動態保存されているリミニ - サンマリノ鉄道
サンマリノ共和国では、ただ観光をしていただけではない。懐かしの乗り物もチェックしている。
第2次世界大戦中の1944年、英軍機の誤爆(サンマリノは中立国だった)がきっかけとなり、開業からわずか12年で運転休止となった悲運の鉄道リミニ - サンマリノ鉄道。
最近になって、保存会の努力で電車1両が動態保存され、短い区間でときどき運転会をしていると聞いて訪ねてみた。
バスターミナルのこの看板を見ると、どうやらここが昔の駅の跡だったということがわかった。
旧市街に向かう観光客に背を向けて歩くこと2、3分、怪しいトンネルが見えてきた。
しかし、ここに停まっているはずの動態保存の電車の姿が見えない、ということは、このトンネルの向こうにいるのか。
標識を見ると立入禁止に見えるけれど、よく見ると「上のシグナルが点滅しているときは通行禁止」とある。

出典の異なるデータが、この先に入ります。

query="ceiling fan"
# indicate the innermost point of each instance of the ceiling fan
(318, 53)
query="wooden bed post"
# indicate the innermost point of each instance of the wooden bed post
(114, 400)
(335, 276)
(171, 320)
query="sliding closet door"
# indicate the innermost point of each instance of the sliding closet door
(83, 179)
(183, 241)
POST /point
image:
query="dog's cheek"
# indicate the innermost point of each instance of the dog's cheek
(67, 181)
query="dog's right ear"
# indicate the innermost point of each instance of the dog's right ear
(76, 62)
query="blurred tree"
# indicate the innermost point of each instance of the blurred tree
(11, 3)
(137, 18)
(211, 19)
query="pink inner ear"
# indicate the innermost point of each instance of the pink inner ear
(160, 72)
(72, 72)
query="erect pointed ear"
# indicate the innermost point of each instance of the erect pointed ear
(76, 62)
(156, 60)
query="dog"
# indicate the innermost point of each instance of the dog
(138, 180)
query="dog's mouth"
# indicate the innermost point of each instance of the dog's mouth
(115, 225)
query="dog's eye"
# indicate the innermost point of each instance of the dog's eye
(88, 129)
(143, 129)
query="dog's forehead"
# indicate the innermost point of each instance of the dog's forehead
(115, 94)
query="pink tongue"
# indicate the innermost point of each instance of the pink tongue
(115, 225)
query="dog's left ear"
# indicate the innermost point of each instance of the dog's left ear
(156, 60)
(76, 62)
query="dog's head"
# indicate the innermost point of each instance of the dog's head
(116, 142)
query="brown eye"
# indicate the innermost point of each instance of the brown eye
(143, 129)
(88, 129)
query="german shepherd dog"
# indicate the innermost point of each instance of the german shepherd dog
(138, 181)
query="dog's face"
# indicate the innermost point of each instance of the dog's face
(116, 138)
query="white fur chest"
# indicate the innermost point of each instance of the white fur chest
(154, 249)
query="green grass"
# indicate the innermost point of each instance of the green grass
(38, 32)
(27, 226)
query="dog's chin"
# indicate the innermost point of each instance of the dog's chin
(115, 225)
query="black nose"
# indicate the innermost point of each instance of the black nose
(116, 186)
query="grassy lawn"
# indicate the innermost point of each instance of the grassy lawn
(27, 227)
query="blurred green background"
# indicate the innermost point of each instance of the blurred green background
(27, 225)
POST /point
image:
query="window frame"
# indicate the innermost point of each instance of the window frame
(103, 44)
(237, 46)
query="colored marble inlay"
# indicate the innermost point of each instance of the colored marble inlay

逆にいえば、点滅していないから立ち入っていいと解釈した。
おそるおそるトンネルに入って先に進むと、素彫りの部分もあって、ちょっとおどろおどろしい。
戦時中には、このトンネルないに避難して暮らしたイタリア人も多いとのことだ。
5分以上歩いてかなり心細くなったころ、ようやくトンネルの出口が見えてきた。
予想通り、動態保存されている電車AB03号がここに停まっていたのだった。
保存協会の会員らしき男女2人がいて、床下やらなにやらチェックしていた。
車内を覗いてみると、一等席らしき立派な座席も見える。
これは反対側の車両前面。
貨車も保存されていた。右に写っているのは保存会の人。
バスターミナルには台車も保存tされていた。
ふもとにはもう1両、高架橋上にAB51号車が静態保存されている。旧市街から見えたけれども、時間と体力がなくていけまなかった。
それにして、山の上までどうやって走っていたのか不思議だ。
ラックレール式(アプト式など)ではなかったようで、ループ線を描いて登ったようである。さっき歩いたトンネルも、そのループ線の一部だったらしい。歩いているだけでもわかるほど、かなりの勾配だったのが印象的だった。
保存協会のサイトによると、将来はさらに長い距離を走らせたいとのことだ。